The new limit covers 600 metres of highway from near Wickcliffe Terrace to the Beach Street rail crossing. Several technical reports and assessments were carried out to arrive at 40km/h as the safe and appropriate speed for this busy section of highway. This was the limit Waka Kotahi consulted on with the local community and its transport partners.

“For some time there been strong community support in Port Chalmers for a lower highway speed limit through the town, which was supported by the Dunedin City Council, Automobile Association and NZ Police,” says Waka Kotahi Director Regional Relationships Jim Harland. “We knew many local people were concerned about increasing traffic volumes and vehicle speeds in their town.”

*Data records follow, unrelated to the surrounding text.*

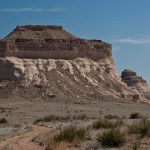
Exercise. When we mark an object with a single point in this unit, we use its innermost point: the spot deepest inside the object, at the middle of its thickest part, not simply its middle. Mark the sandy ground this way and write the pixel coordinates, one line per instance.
(24, 112)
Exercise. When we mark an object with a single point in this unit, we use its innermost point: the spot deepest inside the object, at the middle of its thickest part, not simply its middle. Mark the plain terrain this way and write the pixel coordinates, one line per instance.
(21, 114)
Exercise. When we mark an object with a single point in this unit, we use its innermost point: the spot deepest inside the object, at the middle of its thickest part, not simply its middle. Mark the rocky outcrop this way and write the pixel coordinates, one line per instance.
(81, 77)
(136, 83)
(133, 81)
(41, 61)
(51, 42)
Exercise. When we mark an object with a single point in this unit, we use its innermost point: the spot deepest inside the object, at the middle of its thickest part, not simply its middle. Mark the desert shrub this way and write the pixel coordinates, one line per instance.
(111, 138)
(135, 115)
(79, 117)
(105, 123)
(53, 145)
(70, 134)
(3, 120)
(141, 127)
(52, 118)
(136, 145)
(111, 117)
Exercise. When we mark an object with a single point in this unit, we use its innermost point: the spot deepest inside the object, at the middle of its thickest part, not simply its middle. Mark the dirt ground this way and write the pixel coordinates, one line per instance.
(19, 132)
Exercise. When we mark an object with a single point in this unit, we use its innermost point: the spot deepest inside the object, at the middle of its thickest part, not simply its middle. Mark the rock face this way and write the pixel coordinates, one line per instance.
(50, 42)
(41, 61)
(135, 82)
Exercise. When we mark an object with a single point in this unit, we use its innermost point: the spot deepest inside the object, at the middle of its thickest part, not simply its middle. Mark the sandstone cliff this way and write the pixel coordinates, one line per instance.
(43, 61)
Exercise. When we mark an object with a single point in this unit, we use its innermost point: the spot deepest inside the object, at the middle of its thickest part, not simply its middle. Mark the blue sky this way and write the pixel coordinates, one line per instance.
(123, 23)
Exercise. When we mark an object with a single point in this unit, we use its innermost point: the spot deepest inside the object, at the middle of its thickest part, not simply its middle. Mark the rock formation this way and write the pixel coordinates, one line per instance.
(135, 82)
(41, 61)
(50, 42)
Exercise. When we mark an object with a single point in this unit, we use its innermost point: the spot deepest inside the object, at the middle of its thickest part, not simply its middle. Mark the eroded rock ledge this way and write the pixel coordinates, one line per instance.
(51, 42)
(39, 61)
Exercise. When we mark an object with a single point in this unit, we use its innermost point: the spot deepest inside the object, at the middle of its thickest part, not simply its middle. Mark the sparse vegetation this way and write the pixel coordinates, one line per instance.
(136, 145)
(111, 138)
(71, 134)
(79, 117)
(52, 118)
(3, 120)
(111, 117)
(135, 115)
(142, 127)
(105, 123)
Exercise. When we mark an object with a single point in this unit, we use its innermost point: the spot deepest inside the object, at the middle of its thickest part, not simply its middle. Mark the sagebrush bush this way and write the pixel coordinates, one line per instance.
(79, 117)
(111, 138)
(70, 134)
(3, 120)
(135, 115)
(136, 145)
(52, 118)
(141, 127)
(105, 123)
(111, 117)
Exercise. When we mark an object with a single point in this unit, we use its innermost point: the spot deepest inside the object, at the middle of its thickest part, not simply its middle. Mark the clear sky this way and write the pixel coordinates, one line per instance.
(123, 23)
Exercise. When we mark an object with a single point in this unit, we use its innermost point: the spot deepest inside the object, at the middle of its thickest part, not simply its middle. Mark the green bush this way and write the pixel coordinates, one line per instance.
(111, 117)
(79, 117)
(70, 134)
(135, 115)
(136, 145)
(142, 127)
(111, 138)
(51, 118)
(3, 120)
(105, 123)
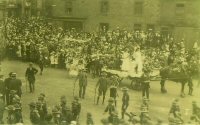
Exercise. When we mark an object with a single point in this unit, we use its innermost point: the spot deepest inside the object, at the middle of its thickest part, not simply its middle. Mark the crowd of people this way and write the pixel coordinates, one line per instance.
(35, 40)
(40, 42)
(63, 114)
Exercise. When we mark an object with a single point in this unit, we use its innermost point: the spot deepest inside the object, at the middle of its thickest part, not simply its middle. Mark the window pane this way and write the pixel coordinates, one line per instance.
(104, 6)
(138, 8)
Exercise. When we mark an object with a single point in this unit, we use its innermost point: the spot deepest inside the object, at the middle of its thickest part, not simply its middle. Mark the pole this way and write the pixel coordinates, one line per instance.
(95, 96)
(26, 85)
(74, 88)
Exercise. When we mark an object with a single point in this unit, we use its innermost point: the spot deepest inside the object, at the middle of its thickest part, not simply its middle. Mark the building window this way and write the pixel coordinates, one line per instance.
(137, 27)
(138, 8)
(150, 27)
(165, 31)
(104, 27)
(68, 9)
(104, 7)
(180, 10)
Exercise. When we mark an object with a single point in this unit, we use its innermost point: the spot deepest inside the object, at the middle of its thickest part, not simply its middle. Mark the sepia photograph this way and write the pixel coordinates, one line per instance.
(99, 62)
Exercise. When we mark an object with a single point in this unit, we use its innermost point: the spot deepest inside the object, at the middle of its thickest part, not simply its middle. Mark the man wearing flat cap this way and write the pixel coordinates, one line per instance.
(2, 87)
(102, 85)
(82, 77)
(15, 84)
(30, 76)
(6, 83)
(2, 107)
(125, 101)
(110, 108)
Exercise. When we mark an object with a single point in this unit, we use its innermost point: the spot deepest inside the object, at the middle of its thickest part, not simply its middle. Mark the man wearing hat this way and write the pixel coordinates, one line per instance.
(113, 88)
(6, 83)
(34, 113)
(42, 107)
(125, 101)
(89, 119)
(2, 107)
(82, 76)
(15, 84)
(102, 85)
(145, 84)
(110, 108)
(195, 109)
(30, 76)
(2, 87)
(76, 108)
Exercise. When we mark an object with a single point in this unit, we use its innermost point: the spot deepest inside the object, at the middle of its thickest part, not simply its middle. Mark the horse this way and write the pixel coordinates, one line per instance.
(180, 76)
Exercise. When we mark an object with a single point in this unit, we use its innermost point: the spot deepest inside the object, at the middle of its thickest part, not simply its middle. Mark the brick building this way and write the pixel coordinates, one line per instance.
(178, 17)
(91, 15)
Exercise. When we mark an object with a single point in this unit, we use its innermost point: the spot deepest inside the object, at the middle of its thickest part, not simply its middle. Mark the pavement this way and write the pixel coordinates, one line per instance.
(56, 82)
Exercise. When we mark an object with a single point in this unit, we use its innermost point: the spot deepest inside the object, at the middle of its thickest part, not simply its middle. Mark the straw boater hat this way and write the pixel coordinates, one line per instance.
(124, 89)
(111, 99)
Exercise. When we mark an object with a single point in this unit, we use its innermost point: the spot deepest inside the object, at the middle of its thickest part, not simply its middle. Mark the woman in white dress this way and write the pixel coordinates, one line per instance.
(52, 59)
(74, 68)
(138, 61)
(125, 61)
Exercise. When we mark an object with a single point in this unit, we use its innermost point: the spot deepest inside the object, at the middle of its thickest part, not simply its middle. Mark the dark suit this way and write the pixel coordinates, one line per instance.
(6, 83)
(82, 76)
(2, 89)
(30, 74)
(15, 84)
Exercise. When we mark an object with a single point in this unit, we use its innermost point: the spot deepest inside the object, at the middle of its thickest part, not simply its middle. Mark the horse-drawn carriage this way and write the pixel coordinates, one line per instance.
(176, 73)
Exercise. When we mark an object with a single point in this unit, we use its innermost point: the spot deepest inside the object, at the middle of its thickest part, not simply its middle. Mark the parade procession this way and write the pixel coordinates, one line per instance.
(66, 63)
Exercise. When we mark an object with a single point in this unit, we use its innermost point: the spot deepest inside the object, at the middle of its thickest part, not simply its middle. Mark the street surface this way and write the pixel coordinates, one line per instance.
(56, 82)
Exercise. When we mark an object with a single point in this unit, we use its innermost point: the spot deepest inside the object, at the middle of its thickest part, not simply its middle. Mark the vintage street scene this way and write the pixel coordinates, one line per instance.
(99, 62)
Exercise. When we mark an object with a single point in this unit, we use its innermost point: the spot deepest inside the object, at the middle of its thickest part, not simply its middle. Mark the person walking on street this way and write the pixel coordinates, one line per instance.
(30, 76)
(102, 85)
(82, 76)
(6, 83)
(2, 107)
(146, 85)
(125, 101)
(15, 84)
(2, 87)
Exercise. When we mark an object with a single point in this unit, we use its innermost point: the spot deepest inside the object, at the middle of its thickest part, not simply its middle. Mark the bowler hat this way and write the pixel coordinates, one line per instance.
(111, 99)
(124, 89)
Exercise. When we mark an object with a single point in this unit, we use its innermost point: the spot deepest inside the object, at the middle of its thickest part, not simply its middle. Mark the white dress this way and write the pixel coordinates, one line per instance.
(74, 68)
(125, 62)
(139, 61)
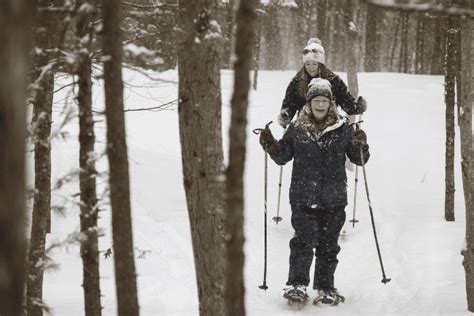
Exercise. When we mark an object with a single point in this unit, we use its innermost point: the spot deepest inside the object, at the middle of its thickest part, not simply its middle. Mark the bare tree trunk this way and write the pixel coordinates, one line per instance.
(201, 147)
(419, 48)
(395, 39)
(256, 51)
(42, 111)
(234, 290)
(465, 124)
(371, 62)
(87, 177)
(15, 35)
(450, 73)
(439, 48)
(322, 7)
(125, 276)
(353, 38)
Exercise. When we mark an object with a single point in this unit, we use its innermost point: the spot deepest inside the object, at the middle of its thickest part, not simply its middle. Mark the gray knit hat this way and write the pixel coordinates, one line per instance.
(319, 87)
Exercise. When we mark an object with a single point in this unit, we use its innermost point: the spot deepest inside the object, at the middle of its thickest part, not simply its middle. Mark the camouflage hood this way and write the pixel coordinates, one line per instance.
(314, 129)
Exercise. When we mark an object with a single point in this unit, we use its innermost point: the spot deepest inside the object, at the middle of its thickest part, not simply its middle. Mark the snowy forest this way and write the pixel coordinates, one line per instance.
(156, 157)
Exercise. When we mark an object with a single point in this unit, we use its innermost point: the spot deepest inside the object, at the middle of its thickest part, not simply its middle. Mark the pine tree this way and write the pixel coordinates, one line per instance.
(199, 110)
(15, 36)
(119, 182)
(234, 290)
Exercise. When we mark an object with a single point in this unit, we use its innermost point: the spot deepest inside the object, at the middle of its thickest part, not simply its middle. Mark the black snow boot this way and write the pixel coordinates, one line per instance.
(328, 297)
(296, 294)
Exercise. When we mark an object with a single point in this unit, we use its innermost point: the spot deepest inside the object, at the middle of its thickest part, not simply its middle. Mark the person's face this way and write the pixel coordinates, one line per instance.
(311, 67)
(320, 107)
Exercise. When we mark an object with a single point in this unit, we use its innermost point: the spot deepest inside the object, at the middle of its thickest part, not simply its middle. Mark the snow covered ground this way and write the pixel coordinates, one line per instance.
(405, 127)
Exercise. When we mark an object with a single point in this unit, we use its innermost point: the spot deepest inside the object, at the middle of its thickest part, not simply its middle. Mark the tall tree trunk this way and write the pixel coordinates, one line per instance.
(15, 35)
(87, 177)
(234, 290)
(201, 147)
(419, 48)
(322, 8)
(125, 277)
(42, 112)
(371, 62)
(353, 39)
(467, 165)
(439, 48)
(256, 50)
(450, 73)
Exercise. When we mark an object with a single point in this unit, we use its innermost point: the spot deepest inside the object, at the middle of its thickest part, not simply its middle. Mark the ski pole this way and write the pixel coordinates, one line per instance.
(278, 218)
(264, 285)
(356, 180)
(385, 280)
(354, 220)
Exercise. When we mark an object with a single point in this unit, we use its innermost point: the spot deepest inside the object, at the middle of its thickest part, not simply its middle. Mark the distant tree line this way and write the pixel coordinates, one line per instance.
(393, 39)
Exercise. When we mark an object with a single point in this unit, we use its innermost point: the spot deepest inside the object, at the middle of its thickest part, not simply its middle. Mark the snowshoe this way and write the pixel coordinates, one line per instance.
(328, 297)
(296, 296)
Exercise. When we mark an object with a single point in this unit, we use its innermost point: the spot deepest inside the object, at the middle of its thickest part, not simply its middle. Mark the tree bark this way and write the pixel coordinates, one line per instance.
(87, 176)
(371, 62)
(127, 300)
(42, 116)
(199, 111)
(15, 36)
(465, 124)
(450, 73)
(256, 50)
(234, 290)
(419, 48)
(353, 38)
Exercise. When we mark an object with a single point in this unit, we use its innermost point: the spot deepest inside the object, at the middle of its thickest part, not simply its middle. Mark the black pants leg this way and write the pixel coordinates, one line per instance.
(330, 223)
(304, 222)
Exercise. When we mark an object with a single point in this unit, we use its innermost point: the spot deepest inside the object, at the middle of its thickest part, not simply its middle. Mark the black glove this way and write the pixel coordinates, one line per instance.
(268, 142)
(359, 139)
(361, 105)
(284, 119)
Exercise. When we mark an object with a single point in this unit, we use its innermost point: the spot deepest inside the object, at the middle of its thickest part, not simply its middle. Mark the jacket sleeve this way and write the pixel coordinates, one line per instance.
(353, 151)
(284, 151)
(343, 98)
(290, 103)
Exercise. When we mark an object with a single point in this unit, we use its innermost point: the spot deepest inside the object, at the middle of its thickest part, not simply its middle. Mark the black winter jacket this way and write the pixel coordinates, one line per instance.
(319, 174)
(295, 97)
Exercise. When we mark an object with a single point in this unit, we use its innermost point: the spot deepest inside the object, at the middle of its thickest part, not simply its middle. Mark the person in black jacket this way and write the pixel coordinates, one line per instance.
(318, 142)
(314, 67)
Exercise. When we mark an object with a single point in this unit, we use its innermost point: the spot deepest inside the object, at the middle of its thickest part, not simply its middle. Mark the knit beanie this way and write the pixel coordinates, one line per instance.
(314, 51)
(319, 87)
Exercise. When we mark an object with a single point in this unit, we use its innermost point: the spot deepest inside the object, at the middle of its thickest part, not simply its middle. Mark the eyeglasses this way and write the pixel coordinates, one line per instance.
(325, 102)
(307, 51)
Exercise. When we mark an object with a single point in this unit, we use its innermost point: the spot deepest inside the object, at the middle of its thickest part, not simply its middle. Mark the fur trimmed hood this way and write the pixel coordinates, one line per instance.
(314, 129)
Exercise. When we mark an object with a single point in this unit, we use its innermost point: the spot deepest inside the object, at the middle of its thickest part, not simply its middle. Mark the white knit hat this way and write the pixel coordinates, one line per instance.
(314, 51)
(319, 87)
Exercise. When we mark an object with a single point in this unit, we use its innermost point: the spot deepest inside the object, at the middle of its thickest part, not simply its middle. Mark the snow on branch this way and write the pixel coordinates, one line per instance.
(422, 7)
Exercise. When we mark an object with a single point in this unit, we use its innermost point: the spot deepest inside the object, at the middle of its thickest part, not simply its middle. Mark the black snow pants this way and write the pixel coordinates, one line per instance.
(315, 228)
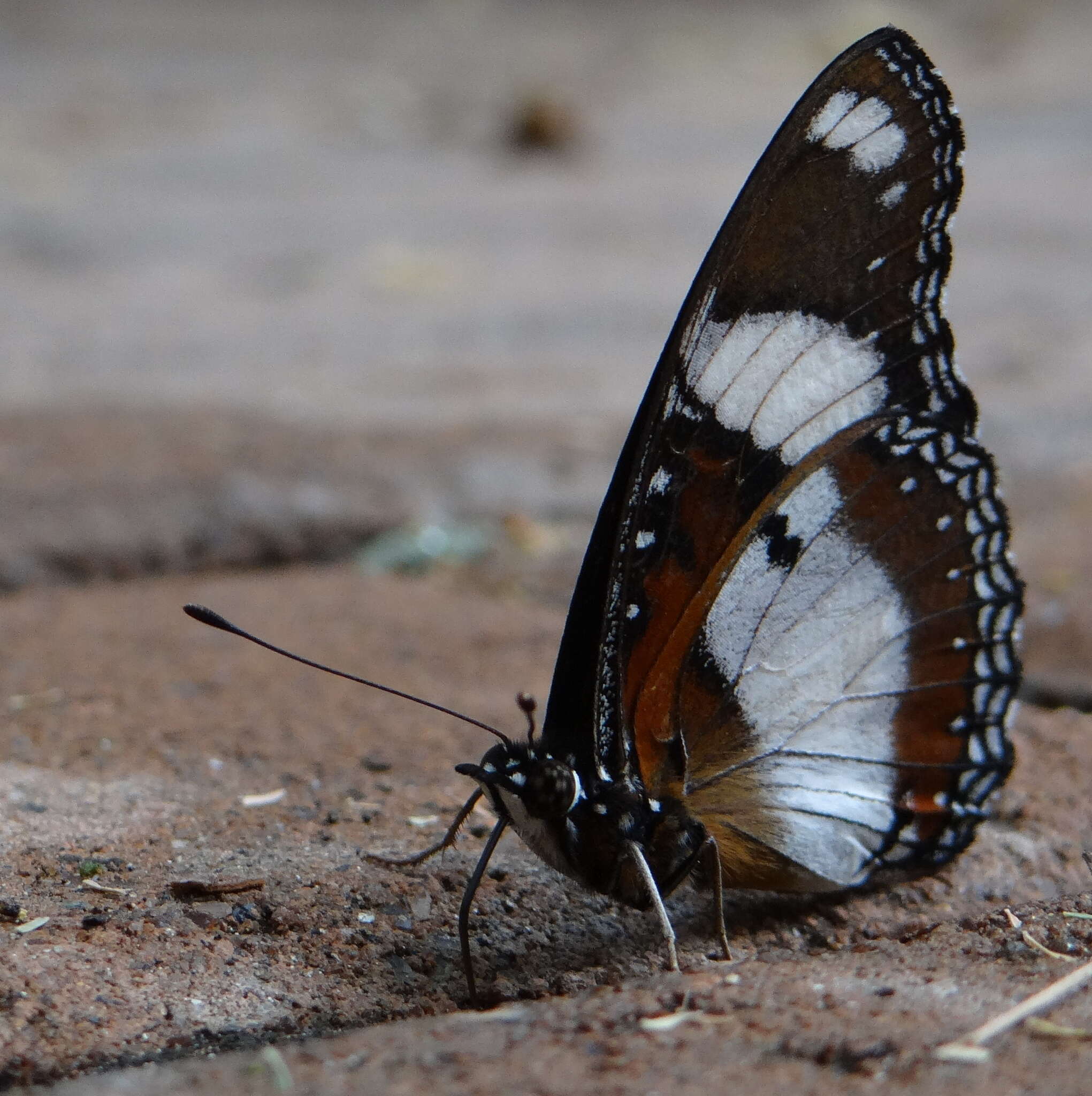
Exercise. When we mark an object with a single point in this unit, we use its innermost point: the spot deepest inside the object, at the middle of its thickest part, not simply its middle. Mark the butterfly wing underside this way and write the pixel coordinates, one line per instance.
(797, 612)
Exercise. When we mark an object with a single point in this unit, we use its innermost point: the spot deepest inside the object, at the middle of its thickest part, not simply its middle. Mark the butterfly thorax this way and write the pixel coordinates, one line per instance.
(585, 827)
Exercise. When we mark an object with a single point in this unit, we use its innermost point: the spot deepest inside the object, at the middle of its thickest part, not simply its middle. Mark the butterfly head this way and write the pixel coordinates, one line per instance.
(520, 779)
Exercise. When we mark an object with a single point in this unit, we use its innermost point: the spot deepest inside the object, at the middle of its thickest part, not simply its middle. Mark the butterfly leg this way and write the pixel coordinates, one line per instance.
(446, 842)
(468, 899)
(711, 865)
(658, 901)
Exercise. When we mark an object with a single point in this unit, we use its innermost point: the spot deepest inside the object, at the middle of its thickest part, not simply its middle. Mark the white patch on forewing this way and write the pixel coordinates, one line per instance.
(837, 106)
(881, 149)
(864, 127)
(893, 195)
(660, 483)
(816, 657)
(793, 380)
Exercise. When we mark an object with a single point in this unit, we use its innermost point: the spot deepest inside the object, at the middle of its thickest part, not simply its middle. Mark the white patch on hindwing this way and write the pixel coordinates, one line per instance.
(793, 380)
(816, 656)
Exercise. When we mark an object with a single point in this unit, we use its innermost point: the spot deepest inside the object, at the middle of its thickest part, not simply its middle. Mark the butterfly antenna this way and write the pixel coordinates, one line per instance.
(527, 706)
(215, 621)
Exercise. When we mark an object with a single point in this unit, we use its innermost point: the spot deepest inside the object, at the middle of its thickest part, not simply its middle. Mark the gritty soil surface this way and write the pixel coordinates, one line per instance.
(134, 734)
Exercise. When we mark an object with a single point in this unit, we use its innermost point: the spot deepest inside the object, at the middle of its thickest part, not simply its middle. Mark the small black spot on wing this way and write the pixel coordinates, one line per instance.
(782, 550)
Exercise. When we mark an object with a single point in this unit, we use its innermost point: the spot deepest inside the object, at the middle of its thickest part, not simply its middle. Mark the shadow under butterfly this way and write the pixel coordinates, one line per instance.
(789, 660)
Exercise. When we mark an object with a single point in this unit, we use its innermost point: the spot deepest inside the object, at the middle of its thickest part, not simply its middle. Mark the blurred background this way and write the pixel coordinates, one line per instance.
(277, 279)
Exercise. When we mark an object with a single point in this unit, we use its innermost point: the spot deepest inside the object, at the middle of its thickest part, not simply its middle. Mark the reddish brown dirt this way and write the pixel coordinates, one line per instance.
(160, 726)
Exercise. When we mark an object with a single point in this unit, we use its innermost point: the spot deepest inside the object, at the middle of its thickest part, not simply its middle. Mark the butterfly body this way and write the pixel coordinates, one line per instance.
(791, 647)
(585, 830)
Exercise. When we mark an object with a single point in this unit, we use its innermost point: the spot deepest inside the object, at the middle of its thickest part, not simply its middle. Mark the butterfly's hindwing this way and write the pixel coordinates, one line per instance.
(807, 610)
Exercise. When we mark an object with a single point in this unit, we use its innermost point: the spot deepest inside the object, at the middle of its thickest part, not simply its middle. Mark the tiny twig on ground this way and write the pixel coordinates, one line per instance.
(1036, 1003)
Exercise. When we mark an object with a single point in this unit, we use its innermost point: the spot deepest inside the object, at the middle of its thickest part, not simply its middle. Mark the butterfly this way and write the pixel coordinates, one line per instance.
(789, 661)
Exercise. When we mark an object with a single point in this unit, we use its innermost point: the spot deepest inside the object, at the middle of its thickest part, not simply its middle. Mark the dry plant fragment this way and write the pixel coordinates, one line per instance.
(263, 798)
(91, 885)
(1031, 942)
(198, 888)
(1037, 1026)
(31, 925)
(971, 1045)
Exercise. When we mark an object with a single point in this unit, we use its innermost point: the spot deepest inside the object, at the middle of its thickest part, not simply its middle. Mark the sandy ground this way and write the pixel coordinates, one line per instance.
(224, 371)
(136, 733)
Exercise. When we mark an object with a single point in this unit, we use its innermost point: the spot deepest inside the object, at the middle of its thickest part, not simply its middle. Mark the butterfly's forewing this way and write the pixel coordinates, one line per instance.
(797, 612)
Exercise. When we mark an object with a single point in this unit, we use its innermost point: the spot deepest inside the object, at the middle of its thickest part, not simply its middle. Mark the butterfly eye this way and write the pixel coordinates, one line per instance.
(550, 790)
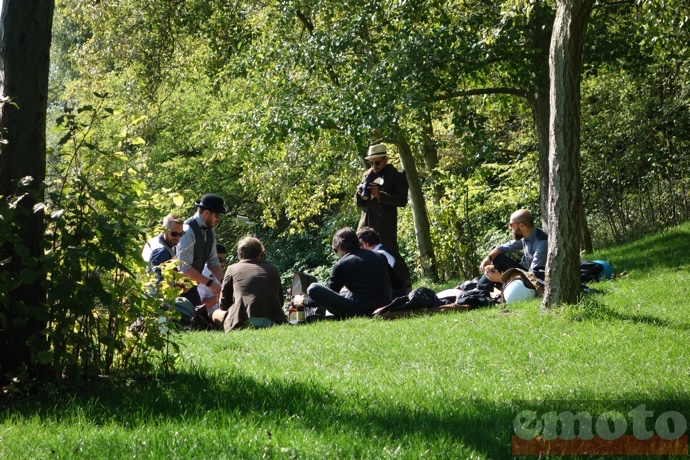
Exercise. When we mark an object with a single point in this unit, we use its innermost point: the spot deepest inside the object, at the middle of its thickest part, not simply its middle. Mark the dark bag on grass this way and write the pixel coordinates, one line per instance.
(419, 298)
(590, 271)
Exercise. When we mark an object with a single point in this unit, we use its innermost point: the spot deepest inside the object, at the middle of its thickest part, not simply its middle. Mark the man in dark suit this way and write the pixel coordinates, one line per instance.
(401, 282)
(386, 192)
(364, 273)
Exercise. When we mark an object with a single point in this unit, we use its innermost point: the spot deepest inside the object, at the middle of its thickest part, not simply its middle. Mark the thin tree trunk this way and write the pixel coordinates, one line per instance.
(419, 212)
(565, 190)
(25, 35)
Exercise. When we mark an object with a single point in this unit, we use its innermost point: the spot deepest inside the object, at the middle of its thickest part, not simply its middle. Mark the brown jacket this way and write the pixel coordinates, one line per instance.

The main safety concerns raised in the 220 submissions received were the many large trucks using this highway and increasing traffic volumes which  meant some elderly people and the young find it challenging crossing what is at times a busy highway. Another issue raised by submitters was the safety of many cruise ship passengers who are in the town’s main street from October to April in previous years.

Mr Harland say several submitters advocated strongly for a 30km/h speed limit and Waka Kotahi fully considered this. However, a number of factors ruled against it. The road environment and a count of pedestrians during a full 24-hour period found there were insufficient numbers in the area to support a 30km/h, 24/7 speed limit.

Waka Kotahi had to take into account that the highway is a key road freight route to a major port alongside the desire from the community to retain parking and not to have raised concrete platforms on SH88, which would be necessary to help reduce speed and encourage compliance.

“A 30km/h limit is designed for places where traffic and people can safely mingle in a calm, low speed traffic environment. To create this in Port Chalmers would require considerable engineering work such as reallocating road space, removing some parks and installing kerb build outs.

“These changes would significantly alter the look and feel of the current highway, and compromise the many activities it supports, including providing a critical road freight link to the local Port.”

Waka Kotahi considered that a 40km/h limit is a safe and appropriate speed across a full 24-hour period. “We acknowledge some people will be disappointed at this decision, but a new 40km/h is safer than the current 50km/h,” says Mr Harland.

The last five years has seen two non-injury crashes and one minor injury crash on SH88 through Port Chalmers.